2nd European Conference on Argumentation: Argumentation and Inference

Dienstag 20. Juni 2017 — Freitag 23. Juni 2017 — Fribourg

2nd European Conference on Argumentation: Argumentation and Inference

In addition to welcoming submissions linked to argumentation studies in general, each ECA edition has a special theme. While the 1st edition of ECA was devoted to exploring the relationship between argumentation and the decisions that follow from it, the 2017 Fribourg edition will focus on the cognitive processes involved in argumentation, with a clear focus on what happens ‘upstream’ in the argumentative chain, both in production and reception. The 2nd edition of ECA will thus focus on inference as one of the key features of the argumentative process.

The field of argumentation has been expanding over the last decade with a clear opening towards cognitive psychology (and cognitive science more generally) and the processes it accounts for. With the development of cognitive science as an encompassing framework within which both psychological and social aspects of human behaviour can be accounted for, we believe that the time is ripe to ground a discussion in the community of argumentation studies around the notion of inference, along its formal, social and cognitive dimensions. The overarching questions the conference theme will be concerned with are therefore the following: How does the study of argumentation connect with the notion of inference and how, as a discipline, does it connect with the disciplines involved in the study of the cognitive features of inference?

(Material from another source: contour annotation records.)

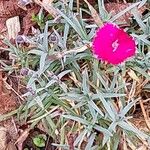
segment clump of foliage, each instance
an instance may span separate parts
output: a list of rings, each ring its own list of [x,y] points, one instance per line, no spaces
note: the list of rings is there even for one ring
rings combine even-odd
[[[103,21],[115,21],[130,9],[136,20],[135,27],[126,30],[137,40],[137,54],[118,66],[94,58],[90,43],[97,25],[83,18],[87,10],[80,8],[79,14],[73,11],[73,0],[55,3],[60,16],[48,20],[44,32],[26,37],[31,45],[29,49],[23,50],[5,41],[10,46],[7,50],[26,71],[22,76],[27,92],[22,98],[27,102],[17,110],[18,119],[26,120],[31,127],[42,123],[54,139],[52,144],[63,149],[69,149],[67,137],[71,135],[75,149],[117,150],[121,142],[129,147],[139,143],[148,146],[149,135],[129,121],[132,117],[129,111],[141,97],[130,93],[136,84],[128,72],[150,80],[149,13],[140,17],[136,11],[144,3],[146,1],[134,3],[111,16],[104,3],[98,1]],[[13,71],[10,66],[2,65]]]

Granting, of course, that we take argumentation to be the verbal and social manifestation of inferential processes, we are seeking contributions focusing on the ins and outs of (i) how reasoning, but more generally inference, influences and constrains argument production and (ii) which (and how) inferential processes are involved in argument reception, thus covering cognitive tasks such as understanding and accepting.

To foster this discussion, the conference accordingly seeks to attract scholars in argumentation coming from a range of different traditions, including (but not limited to) philosophy, psychology, linguistics, informal logic, speech communication, pragma-dialectics, epistemic approaches, rhetoric, dialectics, logic, and computational approaches.